Advantages to Index Funds
Here are some of the advantages of buying index funds:
- Ideal for Small Investors: Since they can be purchased for free, index funds are not only ideal for small investors but also for investors who make frequent contributions. A general rule is to invest in index mutual funds until you’ve reached a threshold of say, $25,000, and then open a discount brokerage account and switch to index ETFs.

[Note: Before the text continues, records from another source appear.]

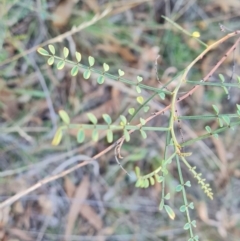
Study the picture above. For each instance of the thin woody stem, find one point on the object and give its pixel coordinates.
(17, 196)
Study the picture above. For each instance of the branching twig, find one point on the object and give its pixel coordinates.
(121, 140)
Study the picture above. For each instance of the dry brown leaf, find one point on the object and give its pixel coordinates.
(92, 217)
(227, 5)
(18, 208)
(4, 216)
(22, 235)
(80, 195)
(69, 187)
(46, 205)
(106, 107)
(62, 13)
(93, 5)
(115, 47)
(202, 211)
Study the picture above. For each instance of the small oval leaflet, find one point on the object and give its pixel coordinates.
(138, 89)
(167, 197)
(92, 118)
(64, 116)
(215, 109)
(220, 121)
(146, 183)
(161, 204)
(105, 67)
(123, 119)
(182, 208)
(146, 108)
(196, 34)
(137, 171)
(162, 95)
(152, 181)
(120, 72)
(51, 60)
(107, 119)
(109, 136)
(43, 52)
(100, 79)
(57, 138)
(91, 61)
(126, 135)
(160, 178)
(86, 74)
(95, 135)
(169, 211)
(191, 205)
(178, 188)
(74, 70)
(60, 64)
(131, 111)
(65, 52)
(143, 134)
(139, 78)
(51, 48)
(208, 129)
(78, 56)
(188, 184)
(142, 121)
(186, 226)
(140, 100)
(80, 136)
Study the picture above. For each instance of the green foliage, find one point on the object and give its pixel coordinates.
(225, 121)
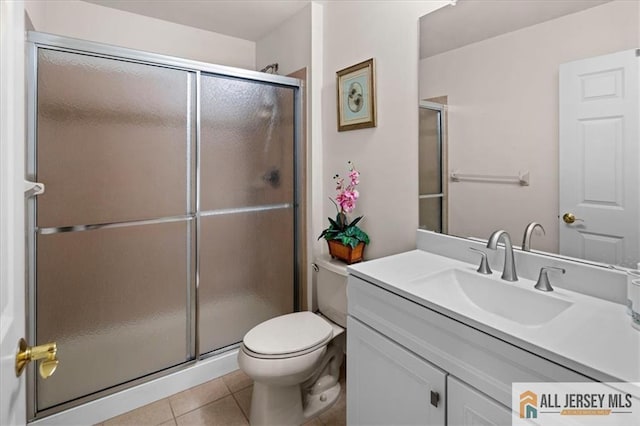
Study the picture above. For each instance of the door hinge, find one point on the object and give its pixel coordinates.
(435, 398)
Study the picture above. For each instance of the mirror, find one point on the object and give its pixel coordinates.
(539, 119)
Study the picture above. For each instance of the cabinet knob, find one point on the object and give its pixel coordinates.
(435, 398)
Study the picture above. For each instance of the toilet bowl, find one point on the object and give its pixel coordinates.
(294, 359)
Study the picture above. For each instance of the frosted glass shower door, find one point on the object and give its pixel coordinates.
(247, 248)
(114, 232)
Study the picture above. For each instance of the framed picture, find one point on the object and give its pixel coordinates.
(356, 96)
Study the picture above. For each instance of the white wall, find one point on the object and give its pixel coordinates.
(101, 24)
(387, 154)
(297, 44)
(503, 116)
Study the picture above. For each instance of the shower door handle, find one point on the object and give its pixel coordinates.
(33, 188)
(47, 353)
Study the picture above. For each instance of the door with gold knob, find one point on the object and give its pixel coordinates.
(598, 174)
(12, 279)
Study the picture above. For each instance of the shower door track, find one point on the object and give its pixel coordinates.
(36, 41)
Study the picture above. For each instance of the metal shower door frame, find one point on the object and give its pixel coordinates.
(36, 41)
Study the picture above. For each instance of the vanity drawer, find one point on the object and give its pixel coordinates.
(483, 361)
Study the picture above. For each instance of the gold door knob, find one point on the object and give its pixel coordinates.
(570, 218)
(46, 353)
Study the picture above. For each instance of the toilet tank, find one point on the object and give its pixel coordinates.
(331, 287)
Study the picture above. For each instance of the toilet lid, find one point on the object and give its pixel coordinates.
(288, 334)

- Cheaper than Active Mutual Funds: While index funds don’t have as low of an MER as index ETFs, they are still much cheaper than the typical actively managed mutual funds sold by banks and retail investment firms. The average MER on an equity mutual fund in Canada is more than 2%, while index mutual funds typically cost less than 1%. That said, Canadian banks are loath to sell index funds through their advisor channel – with many anecdotal stories from investors saying their advisor didn’t even know the funds existed! TD e-Series funds are a prime example. Lauded for their low cost and strong performance, a portfolio of 3-4 TD e-Series funds can be built with an MER of around 0.40%. But these funds can only be purchased online with TD, either through TD mutual funds or TD Direct Investing.
Downsides to Index Funds
Here are few downsides to index funds:
- Less Choice, More Complicated For Consumers: There is less product diversification in Canadian index funds, with only Tangerine Mutual Funds offering an all-in-one balanced index fund. The cost of these funds is on the high side, at 1.07% MER.
The Hybrid Option
I've explained the difference between ETFs and index funds, and how do-it-yourself investors can purchase these products on their own to build a portfolio. However, with the advent of robo-advisors, investors no longer have to use a human advisor (which might cost 2% MER or more), or go it alone.
With a robo-advisor like Wealthsimple, you can get a managed portfolio of index funds and ETFs that is tailored to your risk profile and is automatically monitored and rebalanced. Simply pay a low management fee between 0.40% to 0.50%, along with the MER of the underlying investments held in your portfolio (another 0.20% or so), and you've got your own hands-off, professional investment portfolio. As a special offer for Young & Thrifty readers, sign up for Wealthsimple and get your first $10,000 of assets managed free for one year.
ETF vs. Index Fund: How to Choose?
My general rule is this: index funds are best for new investors who are just starting to build their portfolio. They’re ideal for small, frequent contributions because there’s no cost to buy and sell.
As your portfolio grows to $25,000 and beyond, open a discount brokerage account and switch to ETFs. Index ETFs are cheaper to own than index mutual funds, and give investors more options to choose from.
Regardless of whether you decide to buy an ETF or index fund, your best bet is to go with one of the best online brokerages in Canada that cuts fees to the bare bone. What we love about Questrade is that it offers some of the lowest-cost options in Canada, and Young and Thrifty readers who open an account get $50 in free trades.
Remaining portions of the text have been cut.